Mobilität in ländlichen Räumen

Eine zentrale Herausforderung ländlicher Räume liegt in der Mobilität der Menschen. Geringe Bevölkerungsdichte und die ländliche Struktur in diesen Regionen erfordern spezielle Lösungen. Ganzheitliche Ansätze, die alle Mobilitätsformen zusammendenken, finden sich bisher noch kaum.
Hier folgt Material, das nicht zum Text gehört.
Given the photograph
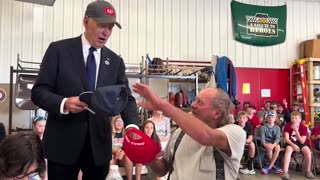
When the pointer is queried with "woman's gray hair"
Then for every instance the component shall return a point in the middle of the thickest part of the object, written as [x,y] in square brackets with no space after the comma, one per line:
[222,102]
Mobilitätskonzept für die Region Bayerischer Wald

Ziel des Pilotprojekts „Mobilität neu denken“ ist es daher, ein ganzheitliches, zukunftsorientiertes Mobilitätskonzept für die Region Bayerischer Wald zu entwerfen. Im Ergebnis entsteht ein mit der Öffentlichkeit entwickeltes Mobilitätskonzept. Es unterstützt die zuständigen Aufgabenträger, Mobilitätsanbieter und Verkehrsunternehmen dabei, zukunfts- und bedarfsorientiert attraktive Formen der Mobilität anbieten zu können.

Gemeinschaftlich Ideen erarbeiten 

Dies geschieht mit Hilfe eines ko-kreativen Prozesses, der iterativ gesellschaftliche Bedarfe und Ideen sowie technologische Möglichkeiten zusammenbringt. Während des Projekts werden in innovativen Dialogformaten 80 Bürger*innen der Region Bayerischer Wald sowie zahlreiche Bürger*innen im Rahmen dieses Online-Dialogs die Möglichkeit haben, selber an der Zukunft der Mobilität der Region mitzuwirken. Die Bedarfe, Ziele und Anforderungen der Bürger*innen werden immer wieder in Workshops mit Expert*innen auf ihre Machbarkeit geprüft und weiterentwickelt. Dabei integriert das Projekt bestehende Mobilitätsangebote, baut auf Studien zur Mobilität in der Region auf und vernetzt Verwaltung, Unternehmen, Forschung und gesellschaftliche Organisationen. Das Projekt wird vom Center for Responsible Research and Innovation des Fraunhofer IAO koordiniert und gemeinsam von den Landkreisen Freyung-Grafenau, Passau, Regen, der Stadt Passau, dem Fraunhofer IML, der acatech durchgeführt und vom Freistaat Bayern gefördert.

Bisherige Projektschritte

In einem Online-Dialog haben sich insgesamt 64 Bürgerinnen und Bürger mit 176 Kommentaren und 134 Bewertungen beteiligt. In Ergänzung dazu wurden vom Fraunhofer CeRRI qualitative Telefoninterviews durchgeführt, mit deren Hilfe die Bedarfe der Bürgerinnen und Bürger vor Ort hinsichtlich ihrer Mobilität erhoben wurden.